A potential prime suspect? Amory B. Lovins, renewable energy expert and founder of the Rocky Mountain Institute think tank. I read Lovins’s “Reinventing Fire: Bold Business Solutions for the New Energy Era” (Chelsea Green, 2011) after Dr. No, and I admit that it sometimes sounded unconvincingly (and seductively) optimistic. My favorite Lovins prediction, so rosy it’s downright fuchsia, is that in 2050 we’ll all be receiving checks from electric companies, since the solar panels on our homes will more than meet our energy needs, so we’ll sell them our surplus. Sweet!

And the money keeps rolling in. Renewable energy offers “the greatest business opportunity of our time,” says Lovins, and we can stop using all oil and coal by 2050. Does that mean oil companies “will fade into history like buggy-whip makers and whalers?” Probably not, for they’re already furiously diversifying. Shell now produces more natural gas than oil and is the largest maker of biofuels in the world, tinkering with sugar cane, straw, and so on.

Before we’re all driving electric cars, or flying planes powered by algae, remember our Fossil Fuel Age with Upton Sinclair’s 1927 blockbuster “Oil!” (or make it a twofer with his 1917 exposé, “King Coal”). “Oil!” is a fervent, fecund novel, eerily relevant too — one character tries for a stake in the oil fields of Mosul, where our ties to Iraq basically began.

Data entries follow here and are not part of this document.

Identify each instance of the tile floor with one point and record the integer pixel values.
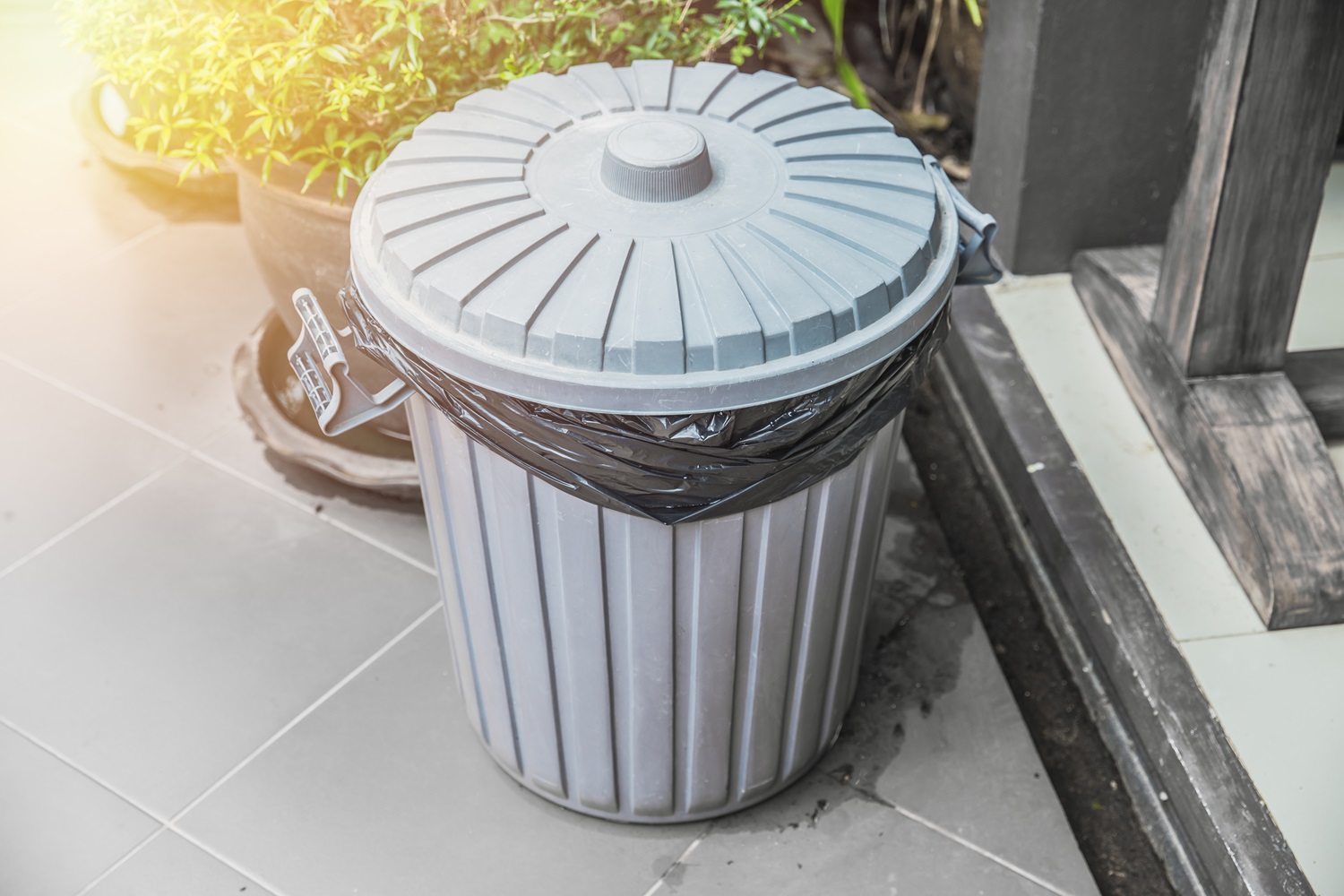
(223, 675)
(1271, 691)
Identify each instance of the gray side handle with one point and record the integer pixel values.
(975, 265)
(319, 362)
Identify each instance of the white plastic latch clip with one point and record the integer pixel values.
(319, 362)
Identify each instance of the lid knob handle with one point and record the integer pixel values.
(656, 161)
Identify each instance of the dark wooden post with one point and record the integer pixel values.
(1269, 104)
(1081, 126)
(1199, 332)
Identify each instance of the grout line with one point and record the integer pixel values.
(104, 406)
(1239, 634)
(121, 861)
(435, 608)
(288, 498)
(120, 249)
(83, 771)
(218, 856)
(90, 517)
(980, 850)
(676, 864)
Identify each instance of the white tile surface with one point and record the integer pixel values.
(1185, 573)
(166, 640)
(1330, 226)
(61, 458)
(395, 524)
(386, 788)
(58, 829)
(1277, 697)
(152, 331)
(1319, 322)
(172, 866)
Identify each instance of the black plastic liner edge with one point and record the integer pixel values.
(669, 469)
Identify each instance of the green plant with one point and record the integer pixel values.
(336, 83)
(833, 11)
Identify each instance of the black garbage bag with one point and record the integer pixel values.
(671, 469)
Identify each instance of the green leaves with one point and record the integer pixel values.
(333, 85)
(833, 11)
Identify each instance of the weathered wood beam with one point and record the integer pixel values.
(1319, 378)
(1268, 107)
(1201, 807)
(1245, 447)
(1081, 126)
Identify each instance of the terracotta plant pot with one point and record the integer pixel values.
(303, 239)
(99, 112)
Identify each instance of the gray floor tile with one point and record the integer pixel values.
(384, 788)
(152, 331)
(948, 740)
(398, 524)
(39, 73)
(169, 637)
(935, 731)
(58, 829)
(61, 460)
(66, 211)
(852, 847)
(172, 866)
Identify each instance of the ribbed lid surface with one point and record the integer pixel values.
(640, 239)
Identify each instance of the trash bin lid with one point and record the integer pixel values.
(653, 239)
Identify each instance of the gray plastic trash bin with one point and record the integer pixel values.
(644, 241)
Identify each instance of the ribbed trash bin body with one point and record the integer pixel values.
(645, 672)
(661, 292)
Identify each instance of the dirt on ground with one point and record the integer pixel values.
(1078, 763)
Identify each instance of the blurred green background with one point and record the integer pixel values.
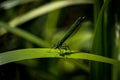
(47, 21)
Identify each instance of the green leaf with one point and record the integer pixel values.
(23, 54)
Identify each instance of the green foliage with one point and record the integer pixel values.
(39, 24)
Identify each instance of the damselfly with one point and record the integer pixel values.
(72, 29)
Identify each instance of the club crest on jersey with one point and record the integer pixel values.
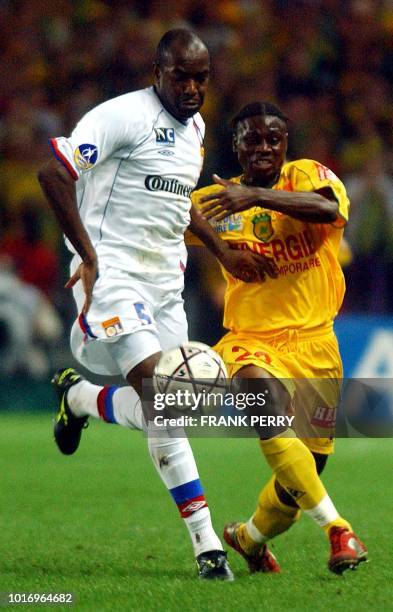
(112, 327)
(165, 136)
(85, 156)
(231, 223)
(263, 227)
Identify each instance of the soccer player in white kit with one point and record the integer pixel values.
(134, 161)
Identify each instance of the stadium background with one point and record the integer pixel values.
(327, 63)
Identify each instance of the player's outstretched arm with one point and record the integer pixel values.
(312, 207)
(244, 265)
(59, 189)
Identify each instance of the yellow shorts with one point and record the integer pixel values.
(310, 367)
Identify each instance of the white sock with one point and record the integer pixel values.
(173, 458)
(119, 405)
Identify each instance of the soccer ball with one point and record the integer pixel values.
(189, 370)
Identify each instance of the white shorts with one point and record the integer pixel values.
(128, 321)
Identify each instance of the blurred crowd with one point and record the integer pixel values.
(327, 63)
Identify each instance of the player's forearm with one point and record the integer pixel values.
(303, 205)
(204, 231)
(59, 189)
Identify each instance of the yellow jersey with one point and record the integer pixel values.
(310, 287)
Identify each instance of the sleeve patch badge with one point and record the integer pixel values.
(325, 174)
(85, 156)
(112, 327)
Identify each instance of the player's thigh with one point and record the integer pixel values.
(119, 327)
(171, 322)
(240, 352)
(317, 370)
(91, 353)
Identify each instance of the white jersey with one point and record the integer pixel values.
(135, 167)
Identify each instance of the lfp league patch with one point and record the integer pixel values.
(85, 156)
(112, 327)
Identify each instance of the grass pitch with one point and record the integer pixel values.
(101, 525)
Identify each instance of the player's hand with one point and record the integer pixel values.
(233, 198)
(87, 272)
(249, 267)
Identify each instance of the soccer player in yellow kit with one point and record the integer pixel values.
(281, 326)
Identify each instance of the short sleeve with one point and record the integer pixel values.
(96, 137)
(309, 175)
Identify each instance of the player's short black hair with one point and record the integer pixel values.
(184, 35)
(255, 109)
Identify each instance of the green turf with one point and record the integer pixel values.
(101, 525)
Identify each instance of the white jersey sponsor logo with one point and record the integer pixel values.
(137, 166)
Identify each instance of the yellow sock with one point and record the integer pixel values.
(272, 517)
(295, 470)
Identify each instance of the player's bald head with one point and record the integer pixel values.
(179, 41)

It’s a raw father-son story, set within a thinly-veiled take on the Teapot Dome oil field bribery scandals, and it was also the basis for the 2007 movie “There Will Be Blood.” Local link; “Oil!” was banned in Boston for its motel sex scene. Sinclair knew a publicity op when he saw one; he had 150 sex-scene-cut “Fig Leaf editions” printed up and peddled them on Boston Common — while wearing a sandwich-board shaped like a fig leaf.

No fig leaf, of course, can cover the fact that a new age of energy is perking. How exciting. How electric.